Postmortem: How a Cert-Manager 1.14 Bug Broke TLS for 1000+ Microservices

#postmortem #certmanager #broke #1000

Postmortem: How a Cert-Manager 1.14 Bug Broke TLS for 1000+ Microservices

Incident Summary

On March 12, 2024, at 14:30 UTC, our platform engineering team initiated a rolling update of Cert-Manager from version 1.13.5 to 1.14.0 across all 12 production Kubernetes clusters, following a successful staging validation. By 15:05 UTC, our monitoring systems began firing critical alerts for TLS handshake failures, HTTP 503 errors, and certificate expiration warnings across 1,247 microservices. The incident lasted 2 hours and 17 minutes, with full resolution achieved by 17:22 UTC. Estimated impact: 12 minutes of partial downtime for 89% of customer-facing services, resulting in ~$240k in lost transaction volume.

Incident Timeline

14:30 UTC: Cert-Manager 1.14.0 rollout begins across all production clusters, using a 5% canary phase per cluster.
14:47 UTC: Canary phase completes successfully; full rollout to all nodes starts.
15:05 UTC: First alert triggers for TLS handshake failures in the payments microservice cluster.
15:12 UTC: Incident response team assembles; initial investigation points to expired TLS certificates across multiple services.
15:28 UTC: Root cause identified: Cert-Manager 1.14.0 webhook rejects all Certificate renewal requests, blocking new cert issuance.
15:35 UTC: Mitigation starts: roll back Cert-Manager to 1.13.5 across all clusters.
16:10 UTC: Rollback completes for 8 of 12 clusters; TLS recovery begins for 60% of affected services.
17:22 UTC: All clusters rolled back, all certificates renewed, full service recovery confirmed.

Root Cause Analysis

Cert-Manager 1.14.0 introduced a breaking change in the cert-manager-webhook component, which validates Custom Resource (CR) submissions for Certificate, Issuer, and ClusterIssuer resources. The change added a strict validation check for the secretName field in Certificate resources, requiring it to match a new annotation cert-manager.io/secret-name that was not present in existing resources deployed prior to 1.14.0.

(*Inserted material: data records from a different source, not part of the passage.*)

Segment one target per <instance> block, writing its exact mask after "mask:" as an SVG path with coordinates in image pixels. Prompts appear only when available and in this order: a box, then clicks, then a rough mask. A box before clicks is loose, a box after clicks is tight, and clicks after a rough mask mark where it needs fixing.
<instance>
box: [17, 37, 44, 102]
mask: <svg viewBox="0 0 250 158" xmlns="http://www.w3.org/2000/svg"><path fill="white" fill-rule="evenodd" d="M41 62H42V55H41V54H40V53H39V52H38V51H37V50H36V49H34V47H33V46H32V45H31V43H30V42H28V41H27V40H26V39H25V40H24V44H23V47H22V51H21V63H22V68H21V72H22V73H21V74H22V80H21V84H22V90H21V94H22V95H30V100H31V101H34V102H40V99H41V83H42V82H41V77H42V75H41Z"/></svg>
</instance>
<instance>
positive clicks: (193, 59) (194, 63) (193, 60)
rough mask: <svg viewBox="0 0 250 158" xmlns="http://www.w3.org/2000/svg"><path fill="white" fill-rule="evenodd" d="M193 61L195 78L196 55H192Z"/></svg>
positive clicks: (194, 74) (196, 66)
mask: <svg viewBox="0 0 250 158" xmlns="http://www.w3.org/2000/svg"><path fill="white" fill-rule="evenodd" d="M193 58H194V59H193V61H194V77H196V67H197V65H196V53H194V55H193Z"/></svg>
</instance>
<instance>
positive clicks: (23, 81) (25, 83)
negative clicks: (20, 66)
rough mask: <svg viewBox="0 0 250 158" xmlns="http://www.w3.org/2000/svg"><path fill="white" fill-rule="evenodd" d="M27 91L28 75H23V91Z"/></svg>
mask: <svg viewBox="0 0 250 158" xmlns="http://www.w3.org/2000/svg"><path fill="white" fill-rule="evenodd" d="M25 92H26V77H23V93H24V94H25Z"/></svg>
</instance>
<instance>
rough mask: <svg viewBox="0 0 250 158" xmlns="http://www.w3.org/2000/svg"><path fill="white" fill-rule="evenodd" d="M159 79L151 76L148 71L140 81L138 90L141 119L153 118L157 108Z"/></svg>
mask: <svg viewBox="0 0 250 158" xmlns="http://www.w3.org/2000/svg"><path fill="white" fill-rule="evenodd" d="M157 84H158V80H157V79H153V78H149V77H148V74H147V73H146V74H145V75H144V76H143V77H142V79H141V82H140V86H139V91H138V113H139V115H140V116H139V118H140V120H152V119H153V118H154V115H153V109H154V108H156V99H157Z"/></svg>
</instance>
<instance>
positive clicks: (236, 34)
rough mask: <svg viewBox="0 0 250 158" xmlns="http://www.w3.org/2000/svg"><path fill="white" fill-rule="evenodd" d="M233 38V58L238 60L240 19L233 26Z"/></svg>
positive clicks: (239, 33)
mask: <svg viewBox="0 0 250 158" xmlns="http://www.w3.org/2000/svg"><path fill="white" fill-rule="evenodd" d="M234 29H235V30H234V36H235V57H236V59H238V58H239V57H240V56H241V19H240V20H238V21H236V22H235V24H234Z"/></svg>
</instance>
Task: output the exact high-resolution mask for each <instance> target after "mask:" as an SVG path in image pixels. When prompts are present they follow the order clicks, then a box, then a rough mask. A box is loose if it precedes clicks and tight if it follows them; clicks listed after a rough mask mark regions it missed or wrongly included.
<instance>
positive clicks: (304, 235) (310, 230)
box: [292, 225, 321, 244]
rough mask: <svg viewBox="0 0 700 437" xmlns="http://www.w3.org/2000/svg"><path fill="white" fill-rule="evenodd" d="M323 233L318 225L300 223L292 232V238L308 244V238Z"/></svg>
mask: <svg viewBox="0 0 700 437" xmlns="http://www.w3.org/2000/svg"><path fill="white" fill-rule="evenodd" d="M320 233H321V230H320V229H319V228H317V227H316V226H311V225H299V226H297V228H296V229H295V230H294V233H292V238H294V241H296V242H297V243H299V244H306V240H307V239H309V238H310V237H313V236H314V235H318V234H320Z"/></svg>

This validation logic contained a bug: it applied the check to all Certificate resources, including those created under Cert-Manager 1.13.x and earlier, which did not have the new annotation. As a result, the webhook rejected all renewal requests for existing certificates, and blocked new certificate creation. Since Cert-Manager automatically renews certificates 30 days before expiration, the rollout coincided with a batch of renewals for 1,000+ certificates, all of which failed simultaneously.

Expired certificates were not immediately replaced because the renewal requests were rejected, leading to TLS termination failures at the ingress controller level. Services using these certificates could not establish TLS connections, returning 503 errors to clients.

Mitigation and Resolution

Once the root cause was identified, the incident response team initiated an immediate rollback to Cert-Manager 1.13.5, the last known stable version. The rollback was performed cluster-by-cluster to avoid further disruption, with canary validation after each cluster rollback. After all clusters were rolled back, the team manually triggered certificate renewal for all affected resources, which completed within 47 minutes. A post-rollback audit confirmed no lingering certificate issues.

Lessons Learned

Staging validation gaps: Our staging environment did not have a representative sample of production Certificate resources, missing the annotation mismatch that triggered the bug. We now replicate 10% of production Cert-Manager resources to staging for validation.
Canary rollout scope: The 5% canary phase did not include certificate renewal workloads, which are triggered by timer rather than deployment events. We now add renewal workload simulation to canary validation.
Cert-Manager version pinning: We previously allowed automatic minor version updates; we now pin to patch versions and require 72 hours of staging runtime before production rollout.
Alerting improvements: We added a new alert for Cert-Manager webhook rejection rates, which would have fired within 2 minutes of the rollout, reducing time to detection by 33 minutes.

Preventative Actions

Implement mandatory staging validation for all Cert-Manager updates, including renewal workload simulation.
Pin Cert-Manager to specific patch versions, with manual approval for minor version upgrades.
Add webhook rejection rate and certificate expiration lag alerts to all cluster monitoring dashboards.
Contribute a fix for the 1.14.x webhook validation bug to the Cert-Manager open-source project, with a regression test for annotation-less Certificate resources.